With every piece of good economic news comes some bad financial news.
Amid declining energy prices, United States consumer prices fell in the month of November, a sign that inflation levels will still remain below the Federal Reserve’s target rate of two percent just before we ring in 2015.
The Department of Labor released a new report Wednesday that showed the consumer price index fell 0.3 percent as gas prices dropped for the fifth consecutive month. Excluding volatile food and energy costs, the core inflation rate rose just 0.1 percent from October.
Over the past 12 months, prices have risen 1.3 percent, a decline from the 1.7 year-over-year jump that the Labor Department noted in October. Meanwhile, the department’s energy price index has descended just under five percent in the last 12 months, while gas and fuel oil prices are down 10 percent.
In addition, prices for apparel, furniture, personal care and vehicles tumbled last month, while prices for alcohol, medical care and shelter shot up and cost consumers a little bit more. It is expected that this trend will continue heading into the New Year as oil prices are maintaining the downward spiral.
The latest data is prompting many analysts to suggest that the U.S. central bank will delay any hike in interest rates. The consensus had been for several months that Fed Chair Janet Yellen would raise rates from its current near zero sometime in the second quarter of next year. With reported low inflation levels and a weak labor market, the Fed could back away from any such rate hikes.
U.S. current account deficit widens
The Department of Commerce reported Wednesday that the current account deficit increased in the third quarter because the jump in exports was offset by an additional boost in the secondary income shortfall. This is an important measure because it measures the flow of goods, services and investments that enter and exit the country.
According to the report, the current account gap rose 1.9 percent to a total of $100.3 billion from an adjusted $98.4 billion in the second quarter. It now represents a little more than two percent of the U.S. gross domestic product.
Exports of goods and services jumped 0.9 percent to $592 billion in the third quarter, and imports tumbled 0.2 percent to $716.3 billion. The current account gap is projected to shrink within the next few quarters as oil prices lower.
Investors continue to swarm to the U.S. dollar as a safe haven. During the July-to-September period, the greenback’s value appreciated 7.1 percent when compared to other currencies – it may not be saying much, though, because the euro, pound and yen have been in a downturn as of late.

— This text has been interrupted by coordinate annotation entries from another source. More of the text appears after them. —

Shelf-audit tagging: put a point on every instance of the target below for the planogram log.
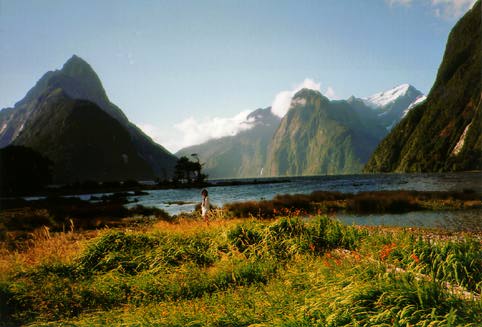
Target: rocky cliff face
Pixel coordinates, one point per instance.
(319, 136)
(444, 133)
(78, 81)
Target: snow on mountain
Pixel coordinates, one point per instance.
(384, 98)
(420, 99)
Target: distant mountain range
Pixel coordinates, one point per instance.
(443, 133)
(68, 118)
(316, 136)
(392, 105)
(241, 155)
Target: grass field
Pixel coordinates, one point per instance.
(285, 271)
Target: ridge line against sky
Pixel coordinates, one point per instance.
(189, 71)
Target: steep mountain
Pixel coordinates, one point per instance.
(391, 105)
(82, 140)
(78, 80)
(239, 156)
(319, 136)
(444, 133)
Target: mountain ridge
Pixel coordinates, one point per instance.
(444, 133)
(79, 81)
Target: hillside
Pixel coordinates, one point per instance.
(78, 80)
(444, 133)
(318, 136)
(239, 156)
(82, 141)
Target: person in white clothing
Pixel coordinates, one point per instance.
(205, 206)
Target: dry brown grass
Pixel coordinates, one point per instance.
(190, 227)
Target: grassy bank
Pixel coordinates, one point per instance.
(281, 272)
(322, 202)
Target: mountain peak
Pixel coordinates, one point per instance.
(78, 67)
(384, 98)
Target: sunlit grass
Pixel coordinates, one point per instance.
(284, 272)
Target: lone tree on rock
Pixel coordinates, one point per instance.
(187, 171)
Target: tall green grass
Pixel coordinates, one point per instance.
(287, 272)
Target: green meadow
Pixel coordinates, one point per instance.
(284, 271)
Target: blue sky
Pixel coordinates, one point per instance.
(188, 70)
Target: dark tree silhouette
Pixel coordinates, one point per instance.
(23, 171)
(187, 171)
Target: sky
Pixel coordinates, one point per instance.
(190, 70)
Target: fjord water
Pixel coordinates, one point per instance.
(175, 201)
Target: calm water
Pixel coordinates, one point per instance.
(347, 183)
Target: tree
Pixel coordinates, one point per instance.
(188, 171)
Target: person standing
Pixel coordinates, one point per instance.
(205, 206)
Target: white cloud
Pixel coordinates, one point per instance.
(451, 8)
(399, 2)
(191, 131)
(196, 132)
(282, 101)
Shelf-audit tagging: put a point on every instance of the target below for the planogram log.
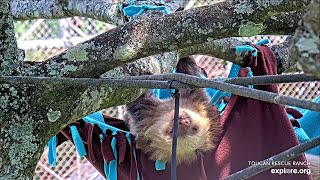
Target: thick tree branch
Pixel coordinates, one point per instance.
(305, 47)
(54, 9)
(21, 144)
(192, 81)
(148, 36)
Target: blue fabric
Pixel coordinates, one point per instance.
(263, 41)
(160, 165)
(301, 134)
(311, 126)
(52, 152)
(242, 48)
(78, 143)
(113, 163)
(136, 10)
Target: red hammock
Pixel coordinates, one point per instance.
(253, 131)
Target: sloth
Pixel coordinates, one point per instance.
(314, 165)
(151, 119)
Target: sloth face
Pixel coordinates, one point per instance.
(152, 120)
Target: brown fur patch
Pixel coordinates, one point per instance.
(155, 120)
(151, 119)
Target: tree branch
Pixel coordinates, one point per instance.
(192, 81)
(148, 36)
(55, 9)
(305, 47)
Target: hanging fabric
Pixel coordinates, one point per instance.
(253, 131)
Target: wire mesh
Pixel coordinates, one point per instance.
(43, 39)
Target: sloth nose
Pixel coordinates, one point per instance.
(184, 120)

Economists were surprised by these figures as it was forecast to dwindle to $97.5 billion, according to a Reuters poll. They may have been deceived because the account deficit had been slipping in recent quarters due to the significant revitalization of the domestic energy production.
Officials say the current account deficit is still quite low in terms of historical levels. For four years prior to the economic collapse, quarterly deficits usually exceeded $150 billion.